Chef Jackie Cameron in the Hartford House kitchen / Cooked in Africa (p)

"Flavours and Memories"

Jackie Cameron Head Chef

Jackie Cameron
Head Chef

Food triggers memories. Be they good, or not so, there is no stopping a recollection. It is automatic, unique and usually emotional.

I never realised the intense focus we at Hartford House place on memories as we create new dishes until I ate at Heston Blumenthal's restaurant, FAT DUCK in Bray, London, in 2002. My eyes were opened to the power of this concept causing me to reflect, in great depth, on the combinations I introduce. I realised I lean towards re-vitalising dishes, with roots set deep in heritage, with new-age flavours. Think modern-day crepe suzette and beef wellington. Guests identify with what is expected and then the surprise element kicks in. This results in much table banter! The perfect example is a dessert on our menu called peanut butter and syrup on toast. It's a firm favourite - even for those who normally don’t enjoy this combination. The fun and surprise elements work hand-in-hand taking the diner's eating experience to another level. A serving of homemade bubble-gum or magic/crackle pop candy can be served as a palate cleanser. This conjures fond, fun-filled childhood memories. All our dishes relate to past experiences. This is the reason I stress the importance of menu presentations before dinner. Guests like to know the stories behind each dish. Every ingredient has a reason for being plated; this added knowledge enhances the experience

I have recently returned from a trip to Copenhagen in Denmark. There I enjoyed a remarkable tasting menu with Chef Rene Redzepi from NOMA restaurant - voted the World's Best Restaurant by S.Pellegrino. One of the 24 courses involved frying our own egg in hay oil for two minutes. To this we added foraged herbs and bright green herb sauce. The forest/garden-fresh aromas which filled the dining room were an unusually creative experience, conjuring many memories for us all. Unfortunately, a full-house English breakfast with sunny side up fried eggs will never do it for me again!

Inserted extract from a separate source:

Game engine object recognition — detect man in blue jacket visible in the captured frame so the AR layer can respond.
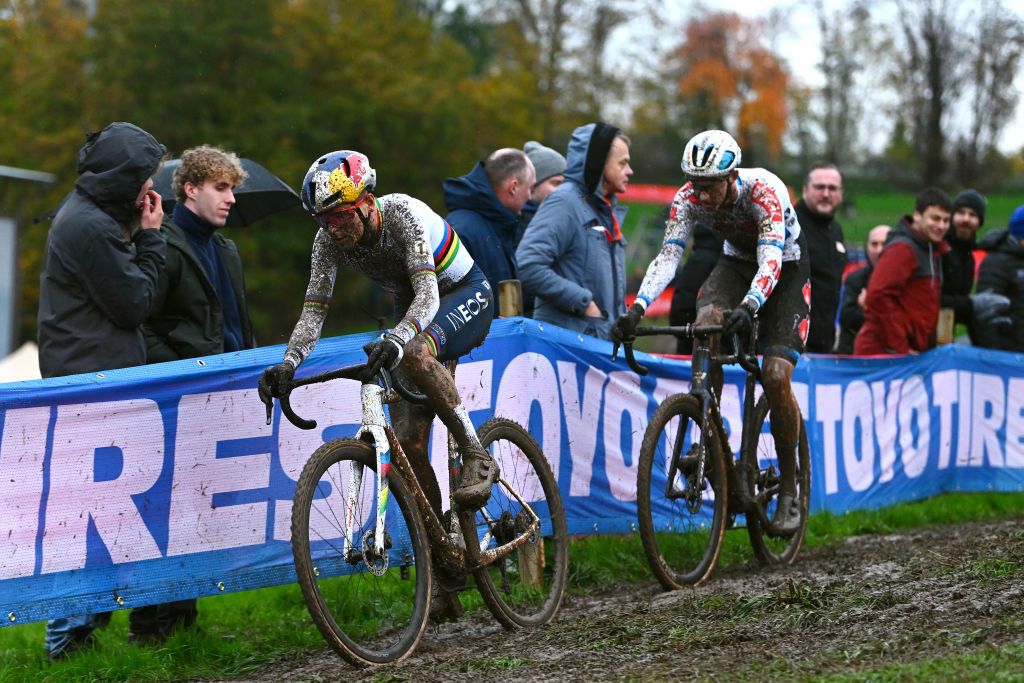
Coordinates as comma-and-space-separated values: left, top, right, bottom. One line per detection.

When seeing an ingredient or dish we automatically sum up the flavour - sweet, salty, sour, acidic and/or savoury playing their part; with colour, aroma and presentation impacting on expectation. By the time we place a morsel into our mouths we have a fair idea of what to expect. I remember being presented two jellies at FAT DUCK. I was told one was beetroot and the other was orange. This was confusing, to say the least. It played with my emotions and flavour database.

Happy memories come rushing in when I smell or think of my mother's crispy roasted chicken - with pork-sausage and chicken-liver stuffing - roasted butternut and crispy potatoes. Long lazy Sunday lunches with family and friends spring to mind. Another is seeing the rolling, scooping and the filling of a honey cone with rich, creamy chocolate ice cream. Here I reminisce clear, sunny, summer days at the coast. The list can go on forever...

We all have foodie memories so the saying, 'I do not eat to stay alive, I stay alive to eat', is true for me as I traverse my culinary adventure.